Das Bild hier wäre „Hund findet die Position neben mir so lohnenswert und angenehm, dass er sie selber anbieten möchte.“
Denn bei diesem Typ Hund (und vielen anderen auch) ist die Devise: nur was in meiner Nähe klappt, kann ich später ausbauen so dass es auch weiter entfernt funktioniert.
Bedeutet, erst wenn er an relativ kurzer Leine in deiner Nähe gehen kann, kann er es an zB einer 3-5m Leine umsetzen. (und manche Hunde können das nie umsetzen. Die benötigen ganz schwarz weiss. Entweder kurze Leine neben mir, oder lange Schleppleine/ 10m Flexi für den grossen Radius)
Was ich gerne nehme für die Basis sind Bodentargets. Das macht Spass. Das ist gemeinsam toll und nimmt mal den Fokus weg von dem Hass-Thema Leine laufen.
Zuerst mal neben mir sitzen belohnen. Auflösen und wenn er wieder in die Position kommt , belohnen. Das baut man Schritt für Schritt weiter aus.
Dann kann man das mit mehreren Targets weiterführen, so dass der Hund lernt, diese Position neben mir ist total super, entspannt und lohnenswert. Und Spass macht das Training dann auch noch. Wie toll, oder? ;-)
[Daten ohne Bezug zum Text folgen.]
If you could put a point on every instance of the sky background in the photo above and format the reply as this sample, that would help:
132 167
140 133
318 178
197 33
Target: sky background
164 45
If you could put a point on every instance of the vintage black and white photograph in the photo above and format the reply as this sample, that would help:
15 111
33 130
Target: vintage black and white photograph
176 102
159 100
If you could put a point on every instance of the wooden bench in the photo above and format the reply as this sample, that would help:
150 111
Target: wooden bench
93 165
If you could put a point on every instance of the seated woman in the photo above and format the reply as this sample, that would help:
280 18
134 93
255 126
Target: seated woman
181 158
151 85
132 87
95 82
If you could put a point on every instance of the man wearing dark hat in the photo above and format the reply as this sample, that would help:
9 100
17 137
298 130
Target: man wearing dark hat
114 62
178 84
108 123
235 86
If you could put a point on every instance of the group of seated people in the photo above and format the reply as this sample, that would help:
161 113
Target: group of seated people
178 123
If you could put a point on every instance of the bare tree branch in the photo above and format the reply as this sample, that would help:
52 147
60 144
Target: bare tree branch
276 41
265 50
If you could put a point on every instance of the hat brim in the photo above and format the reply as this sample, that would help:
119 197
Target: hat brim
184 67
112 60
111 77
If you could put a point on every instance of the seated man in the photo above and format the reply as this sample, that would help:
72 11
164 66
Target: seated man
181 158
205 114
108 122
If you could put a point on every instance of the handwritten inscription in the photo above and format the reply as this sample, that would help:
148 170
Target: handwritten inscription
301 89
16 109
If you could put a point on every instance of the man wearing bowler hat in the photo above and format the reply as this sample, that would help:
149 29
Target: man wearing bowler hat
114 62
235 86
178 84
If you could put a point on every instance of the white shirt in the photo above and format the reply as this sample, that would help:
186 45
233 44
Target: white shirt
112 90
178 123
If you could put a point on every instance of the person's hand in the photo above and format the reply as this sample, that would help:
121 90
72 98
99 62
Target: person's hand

Das kann man dann immer weiter ausbauen, man kann Bewegung. it rein bringen, man kann eine leichte Drehung mit einbauen, man kann dem Hund da so vieles zeigen, was kleine Bausteine sind, die draussen nötig sind. Gerade die Hibbels freut es sehr, wenn sie verstehen lernen was eigentlich gewünscht und lohnenswert ist. Plötzlich können die dann ganz ruhig werden und studieren. Weil sie aktiv am lernen sind und nicht nur begrenzt,gebremst, gestoppt, geschubst etc werden.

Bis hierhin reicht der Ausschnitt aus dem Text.